As part of the BMBF-funded ‘LiSyM Cancer’ research network, the working group is using a systems biology research approach to characterize the activation state of tumor-associated macrophages that become detectable during the development of hepatocellular carcinoma and to determine the extent to which these are derived from a defined macrophage subpopulation of the liver.

2. Interference of viral pathogens causing persisting infections with host- and immune-cell function. 

Viruses that persist in the body over time, such as hepatitis C virus (HCV) and cytomegalovirus (CMV), have evolved sophisticated mechanisms to evade immune defenses while maintaining host cell viability. These viruses are of particular interest because they alter liver cell behavior by hijacking intra- and intercellular signaling pathways, thereby reshaping the immune microenvironment to their advantage.

HCV, for example, has been shown to reprogram the signaling networks of its host cell, thereby modulating cellular responses to various stimuli and the inflammatory milieu, ultimately promoting viral replication. Our investigations reveal that HCV disrupts innate immune mechanisms in the host cell via a virus-encoded protease that cleaves key regulatory proteins. Additionally, it interferes with the ubiquitously expressed ‘T-cell protein tyrosine phosphatase’ (TCPTP), a crucial endogenous negative regulator of ‘epidermal growth factor receptor’ (EGFR) signaling. Studies have shown that this receptor plays a key role in the entry and replication of viruses into host cells. Consistently, HCV also enhances the surface expression of EGFR by modifying the expression of other members of the ErbB receptor family. Together with additional viral strategies that interfere with host cell factors, these mechanisms substantially alter host cell responses to external stimuli. Further elucidation of this phenomenon is a key focus of our research, particularly because it affects the expression and secretion of chemotactic signals by the host cell, thereby profoundly shaping the liver’s inflammatory and immune environment (Figure 3).

CMV infection elicits host cytokine responses, most notably the immunomodulatory production of IL-10 via IFNAR1-mediated signaling. Our findings reveal that this process critically depends on the intracellular kinase MK2. This also restricts the formation of ‘intrahepatic myeloid-cell aggregates of T cell population expansion’ (iMATEs), suggesting a regulatory function in preventing excessive immune cell clustering within the liver. Understanding the physiological consequences of this pathway remains a key scientific interest.

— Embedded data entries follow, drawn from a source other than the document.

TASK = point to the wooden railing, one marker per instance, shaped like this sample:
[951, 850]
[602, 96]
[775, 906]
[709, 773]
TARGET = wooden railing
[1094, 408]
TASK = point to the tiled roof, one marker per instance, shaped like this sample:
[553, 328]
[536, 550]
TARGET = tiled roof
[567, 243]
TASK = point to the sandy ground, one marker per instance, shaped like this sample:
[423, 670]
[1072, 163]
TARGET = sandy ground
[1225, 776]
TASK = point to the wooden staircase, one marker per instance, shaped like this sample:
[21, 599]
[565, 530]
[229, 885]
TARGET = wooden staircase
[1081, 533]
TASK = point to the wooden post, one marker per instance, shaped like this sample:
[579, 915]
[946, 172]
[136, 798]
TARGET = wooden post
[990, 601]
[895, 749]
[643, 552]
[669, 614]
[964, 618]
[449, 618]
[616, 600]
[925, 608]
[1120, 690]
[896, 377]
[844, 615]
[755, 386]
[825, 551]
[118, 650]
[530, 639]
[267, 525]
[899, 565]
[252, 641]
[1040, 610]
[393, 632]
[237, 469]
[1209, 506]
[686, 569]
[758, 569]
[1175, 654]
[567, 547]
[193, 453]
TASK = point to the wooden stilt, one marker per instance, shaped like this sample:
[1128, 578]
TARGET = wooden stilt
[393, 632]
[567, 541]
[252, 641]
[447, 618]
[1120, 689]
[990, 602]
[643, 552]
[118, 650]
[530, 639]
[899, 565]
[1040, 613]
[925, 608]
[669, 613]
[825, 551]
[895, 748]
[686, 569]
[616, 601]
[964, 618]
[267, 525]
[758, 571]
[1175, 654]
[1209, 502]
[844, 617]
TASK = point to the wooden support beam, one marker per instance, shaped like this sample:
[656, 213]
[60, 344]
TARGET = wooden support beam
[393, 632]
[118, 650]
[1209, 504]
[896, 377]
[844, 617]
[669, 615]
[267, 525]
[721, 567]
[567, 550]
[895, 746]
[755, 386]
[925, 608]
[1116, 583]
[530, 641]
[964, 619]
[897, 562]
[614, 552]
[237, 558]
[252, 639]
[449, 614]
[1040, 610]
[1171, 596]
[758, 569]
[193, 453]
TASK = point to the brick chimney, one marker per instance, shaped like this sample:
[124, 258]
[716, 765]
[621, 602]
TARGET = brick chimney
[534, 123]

A central molecular focus in both research areas is the p38^MAPK signaling pathway and its downstream effector kinases MK2 and MK3. This pathway regulates the production of a wide range of cytokines and is therefore critically involved in innate and adaptive immunity, as well as in tissue damage response and repair mechanisms. Findings from our group suggest that p38^MAPK-MK2/3 constitute a complex signaling hub, in which MK2 and MK3 modulate each other's function in a context- and likely cell type-dependent manner. Studies in macrophages exposed to bacterial components such as lipopolysaccharide (LPS) demonstrate that this module plays a pivotal role in the initiation, propagation, and resolution of inflammatory responses (Figure 4). Consequently, targeting this signaling pathway offers promising strategies for regulating excessive inflammatory reactions.

Understanding, how the intra- and intercellular networks and the different types of liver cells are engaged in control and regulation of immunity and inflammatory responses, and how these processes are dysregulated in disease, offers valuable insights into new therapeutic approaches for liver conditions and chronic infections.